What does this mean?
Surely the material reality is that there are hotels and they have rooms which they offer at various prices. There are locations and they offer services, sights, etc. There are means of transport and they run at certain times. Ultimately the decisions as to how to use those, or not, rests with conscious volition. For travel companies that remains exactly the same.
It is as if a layer has been interpolated between that reality and potential customers offering nothing and doing nothing that wasn’t available before (yet expending incredible amounts of energy while doing it). The current iterations cannot be depended upon. Future one’s do not as of yet exist. Yet we are told this is utterly world and economy changing.
One person is quoted as saying:
She reckons AI “definitely got me deeper” than more traditional Google searches.
But what is A.I. as is, other than a sort of cursory google search?
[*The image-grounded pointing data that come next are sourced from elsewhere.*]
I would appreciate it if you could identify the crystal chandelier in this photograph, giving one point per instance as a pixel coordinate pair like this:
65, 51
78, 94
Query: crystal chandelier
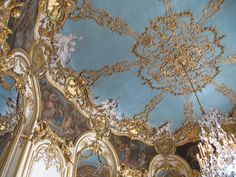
217, 156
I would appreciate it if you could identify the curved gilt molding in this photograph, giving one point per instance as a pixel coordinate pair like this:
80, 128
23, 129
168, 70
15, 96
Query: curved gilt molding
43, 132
89, 141
50, 154
16, 65
170, 163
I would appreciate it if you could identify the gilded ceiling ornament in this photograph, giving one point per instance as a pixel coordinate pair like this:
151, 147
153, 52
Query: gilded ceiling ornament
226, 91
126, 171
178, 55
188, 133
228, 60
212, 7
189, 115
104, 18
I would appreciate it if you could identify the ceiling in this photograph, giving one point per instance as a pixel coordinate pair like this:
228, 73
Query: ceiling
132, 87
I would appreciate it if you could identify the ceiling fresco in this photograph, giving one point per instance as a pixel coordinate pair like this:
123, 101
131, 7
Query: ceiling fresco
162, 60
118, 86
60, 115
And not an accurate one? One person notes that ‘when it comes to real-the information all the AI engines seem to fall flat on their ass’. Which is, if one thinks about it, incredible, given the emphasis placed on this. Again there’s this weird dynamic where people ‘use’ A.I. to do things they should do in the first place, and which they’ll have to do anyway.
Despite his misgivings, he uses AI regularly. “It does work, but you have to double-check things. If I’m going to a football match in Madrid and want to know what part of the city to stay in so I’m close to the Bernabéu, it will recommend places close the Metro line to the stadium. If you know the city well, you’d know this, but if you are not familiar with it, it can really help. And it can also learn things over time about how you like to travel, what you prioritise.
Can it? Is that additional information actually more than you’d find with a good map and guidebook?
As it happens for train travel across Europe, or the world, you don’t need A.I. You can go here, The Man in Seat Sixty-One. Schedules, mostly bang up to date, and links to train companies. Useful recommends on accommodation. The ability to plan journeys within Europe from one destination to another.
I did a bit of reverse engineering for this piece and fed in some of the parameters for the holiday into an A.I. One hotel was recommended that had been booked, but then that was directly beside a station, a no-brainer as it were (and given I’d booked months ago, not sure it’d be possible to afford it). Otherwise train times, the complexity of crossing a frontier or two where multiple train operators run, none of that was there. It’d be a start, sure, but again, no more useful than having a calendar and just going to Seat Sixty-One. It offered a list of dates that I have the paper and pen counter part – and even that wasn’t quite right.
What’s troubling is that people are waving in a supposed tech into their decision making that is not fit for purpose. As the Macalope column on Macworld noted earlier this year: Every attempt to make AI a product has failed or is having a lot of trouble getting off the runway.
Too few people in government, the private sector, education, wherever appear to understand this.